Someone has no idea what we’re talking about. They say, “Where are all these sandwich boards I keep hearing so much about? That’s an honest question, so it may also say something about how effective they are. More likely it says something about my attention span.”
I know what this commenter is getting at. So many times I’ve been unable to locate the sign-in button on a website because it looked like an ad, and my mind blocked it out. At some point, we just stop seeing the clutter.
Another person is in the same boat, if you will. “ In the maritime industry we call it placard fatigue. There are so many, everywhere, that they just get ignored.”
This raises an important question, why does the maritime industry have problems with signs? Are there signs in the water? What are they advertising? Is it, like, mermaids with signs saying, ‘come hear our beautiful songs’?
Someone thinks the signs are there to serve a different purpose. They say, “also possible that the signs are there to discourage the tourists from walking on the sidewalks & drive them into the road”
Well, that’s not very sporting of us. Tourists are already so easy to pick off.
In the town I come from in Connecticut, there is a ban on billboards and public advertisements. A local farm got in trouble for putting up a sign that said ‘EGGS’. So they flipped the word backwards, claimed that that made it art, and have since not had to take it down.
I hereby propose all sandwich boards be printed backwards, thus making them public art rather than commerce.

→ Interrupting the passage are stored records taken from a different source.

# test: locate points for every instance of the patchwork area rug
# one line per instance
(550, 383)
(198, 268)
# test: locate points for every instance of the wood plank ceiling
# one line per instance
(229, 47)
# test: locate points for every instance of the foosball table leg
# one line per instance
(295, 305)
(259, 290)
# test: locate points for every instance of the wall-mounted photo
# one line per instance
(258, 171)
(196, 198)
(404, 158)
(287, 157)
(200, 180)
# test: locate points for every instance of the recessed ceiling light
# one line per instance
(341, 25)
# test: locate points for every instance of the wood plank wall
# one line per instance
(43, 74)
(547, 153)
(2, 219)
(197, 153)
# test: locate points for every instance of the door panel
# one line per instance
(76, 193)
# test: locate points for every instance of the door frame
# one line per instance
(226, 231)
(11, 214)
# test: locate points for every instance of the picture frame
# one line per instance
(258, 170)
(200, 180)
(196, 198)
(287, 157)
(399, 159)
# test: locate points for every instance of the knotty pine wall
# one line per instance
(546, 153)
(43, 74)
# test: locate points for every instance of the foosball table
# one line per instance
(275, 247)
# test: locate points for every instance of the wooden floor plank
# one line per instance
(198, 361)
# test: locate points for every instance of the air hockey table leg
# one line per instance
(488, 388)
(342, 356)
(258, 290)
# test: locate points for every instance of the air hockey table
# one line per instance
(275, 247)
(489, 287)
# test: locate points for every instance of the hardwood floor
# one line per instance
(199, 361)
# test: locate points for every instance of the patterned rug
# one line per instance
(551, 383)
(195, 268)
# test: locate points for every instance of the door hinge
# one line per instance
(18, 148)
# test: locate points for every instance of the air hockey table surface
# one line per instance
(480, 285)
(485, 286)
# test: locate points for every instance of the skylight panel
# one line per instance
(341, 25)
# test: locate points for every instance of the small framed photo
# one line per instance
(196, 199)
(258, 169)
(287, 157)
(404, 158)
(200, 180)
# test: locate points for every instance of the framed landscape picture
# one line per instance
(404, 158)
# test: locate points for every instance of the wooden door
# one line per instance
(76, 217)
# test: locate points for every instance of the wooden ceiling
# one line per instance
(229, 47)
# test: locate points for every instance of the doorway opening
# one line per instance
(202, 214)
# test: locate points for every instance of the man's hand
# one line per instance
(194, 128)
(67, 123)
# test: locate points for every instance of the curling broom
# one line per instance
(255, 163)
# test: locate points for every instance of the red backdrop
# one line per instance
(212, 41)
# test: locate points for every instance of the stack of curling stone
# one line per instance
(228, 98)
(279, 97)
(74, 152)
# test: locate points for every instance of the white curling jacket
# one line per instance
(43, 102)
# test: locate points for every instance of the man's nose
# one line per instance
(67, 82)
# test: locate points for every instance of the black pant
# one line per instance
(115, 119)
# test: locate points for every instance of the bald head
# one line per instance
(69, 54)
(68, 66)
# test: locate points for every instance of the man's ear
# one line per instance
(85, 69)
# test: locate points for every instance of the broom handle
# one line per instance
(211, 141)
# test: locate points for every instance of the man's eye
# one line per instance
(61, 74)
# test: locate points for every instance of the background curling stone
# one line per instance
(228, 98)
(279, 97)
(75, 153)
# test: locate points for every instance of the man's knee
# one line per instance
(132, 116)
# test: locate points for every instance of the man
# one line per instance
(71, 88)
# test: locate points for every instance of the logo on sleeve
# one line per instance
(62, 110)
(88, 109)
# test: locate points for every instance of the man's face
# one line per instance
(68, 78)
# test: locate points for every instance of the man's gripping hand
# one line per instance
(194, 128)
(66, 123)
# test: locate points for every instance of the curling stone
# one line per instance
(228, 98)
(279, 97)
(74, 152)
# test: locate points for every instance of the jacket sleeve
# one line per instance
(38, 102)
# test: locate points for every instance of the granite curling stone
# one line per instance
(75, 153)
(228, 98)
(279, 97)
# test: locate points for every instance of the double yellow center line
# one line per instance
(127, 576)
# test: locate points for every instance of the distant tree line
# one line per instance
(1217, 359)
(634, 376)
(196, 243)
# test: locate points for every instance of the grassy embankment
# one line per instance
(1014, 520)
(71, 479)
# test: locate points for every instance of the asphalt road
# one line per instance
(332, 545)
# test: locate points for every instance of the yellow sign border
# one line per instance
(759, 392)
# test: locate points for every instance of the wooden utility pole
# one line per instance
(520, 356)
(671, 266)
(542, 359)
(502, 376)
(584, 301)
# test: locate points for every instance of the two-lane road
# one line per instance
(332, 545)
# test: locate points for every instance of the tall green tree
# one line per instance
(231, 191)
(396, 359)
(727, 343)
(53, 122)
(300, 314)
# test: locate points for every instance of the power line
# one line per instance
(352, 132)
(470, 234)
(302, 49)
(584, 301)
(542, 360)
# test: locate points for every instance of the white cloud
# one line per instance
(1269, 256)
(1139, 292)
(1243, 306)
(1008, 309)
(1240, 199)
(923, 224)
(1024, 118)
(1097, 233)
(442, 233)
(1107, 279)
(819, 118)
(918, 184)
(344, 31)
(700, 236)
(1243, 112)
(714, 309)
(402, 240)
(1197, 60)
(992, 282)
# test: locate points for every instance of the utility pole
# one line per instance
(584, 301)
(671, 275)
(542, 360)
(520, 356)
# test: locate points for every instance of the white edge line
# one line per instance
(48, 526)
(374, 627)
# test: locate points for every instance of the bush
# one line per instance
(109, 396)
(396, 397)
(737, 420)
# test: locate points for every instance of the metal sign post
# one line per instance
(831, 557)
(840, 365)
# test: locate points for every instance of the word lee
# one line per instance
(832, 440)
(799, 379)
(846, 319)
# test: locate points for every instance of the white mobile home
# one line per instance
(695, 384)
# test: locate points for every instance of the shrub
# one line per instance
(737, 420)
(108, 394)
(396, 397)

People researched and posted laws, which I didn’t read because they’re long and in small print and also I don’t care. The big question, though, was, who would enforce those laws? Someone spoke to the cops about the scourge of billboards, which ought to be arrested for violating ordinance number 23 or whatever, and the cops didn’t care. Did you know they don’t even make handcuffs big enough to fit around a sign. Someone says that sounds more like a county issue. Maybe call the King County Roads hotline, like when there’s a tree blocking a street. They could come and trim the tops off the sandwich boards.
Others take issue with the esthetics. One says, “I find them cheesy and cheap. Vashon is starting to look like the shady parts of cities with signs in front of pawn shops, nail salons and massage parlors.”
I support anything that brings down property values, so feel free to plaster my neighborhood.
We get deeper into the esthetics discussion. Someone says, “This post seems more concerned with aesthetics, which is KILLING ME because downtown is UGLY and we are focusing on sandwich boards and trash cans?!!!!”
They go on to describe the esthetic failure of our island, “Whole neighborhoods sold on vinyl siding and cheap masonry.” This sounds like an Allen Ginsberg line- I saw the best minds of my generation replace herringbone tile with linoleum.
We go into the horrors that people have wrought on our beautiful town. One person says, “and people painting brick buildings brown. WTF?”
Another adds, “same mentality as gluing cheap shag carpeting onto an oak floor.”
Okay, we get it. Vashon has no class. We don’t appreciate the beauty of natural materials and feel an urge to cover them with glitzy artifice. All our furniture comes from Ikea.
No one appreciates good architecture anymore.
One person goes so far as to describe their family’s own fall from grace. “The old Victorian houses are drafty creaky mouse dens. The New McMansions are hermetically sealed charmless caves. Change my mind.” Wait, are you trying to sell us on mouse dens? I know I said I want to lower property values, but not in a way that invites rodent-borne plague.
But at least we can agree on one small, beautiful detail: “I do love the little rhubarb patch next to the scabrous water fountain.” Me too! I would be afraid to eat that rhubarb, though.
One islander reminisces on when they took direct action against the ugliness: “When I was a teenager, we just stole them lmao Sorry but there was literally nothing to do for teens on this island back then.”
Someone asks, “why stop?”
Finally, we have a novel solution. One commenter says, “Maybe instead of sandwich boards, there could be a more visually appealing permanent kiosk for wooden signs, maybe with arrows, near the main intersection where businesses could pay a small fee to have their business posted.”
Would this be, like, an information booth? Will it be staffed? Can I be the giver-of-information, answering people’s questions and pointing them to the various Vashon destinations? My qualifying skills are: I can point both to the left and to the right. Pay me double, and I’ll point both directions simultaneously.
We have this cyber-dystopia vision of how to manage public advertising: “Idea: Suspend large monitors above the 4-way, facing drivers in each direction, and flash paid messages until it’s time for that lane to go, then flash a green YOU GO NOW! Slide. Two problems solved!”
Maybe people will then come to see our flashy advertisements, much like people go to Times Square to see two-story ads for underwear and the Lion King.
Speaking of signs, there’s one that no one has complained about yet. The fire danger sign needs our attention. One islander poses this question: “The sign about fire safety off of Vashon Hwy (near the Country Store) still reads High. How long does it have to rain before it gets to Medium or Low?”
The answer: the sign will change as soon as it gets vandalized.
One person tells us, “The best was the Halloween years back when some joker covered the one on the north end with a big, spray-painted “Zombie Danger” sign with the gauge marked to High. Didn’t stay up long, but I remember it almost every time I drive past.”
For a real answer – the island is still dry, and if you dig down under the top layer of soggy mud, you’ll find dusty ground. So give it a few more good soaks before you set off your illegal fireworks or burn those sandwich boards you’ve been stealing.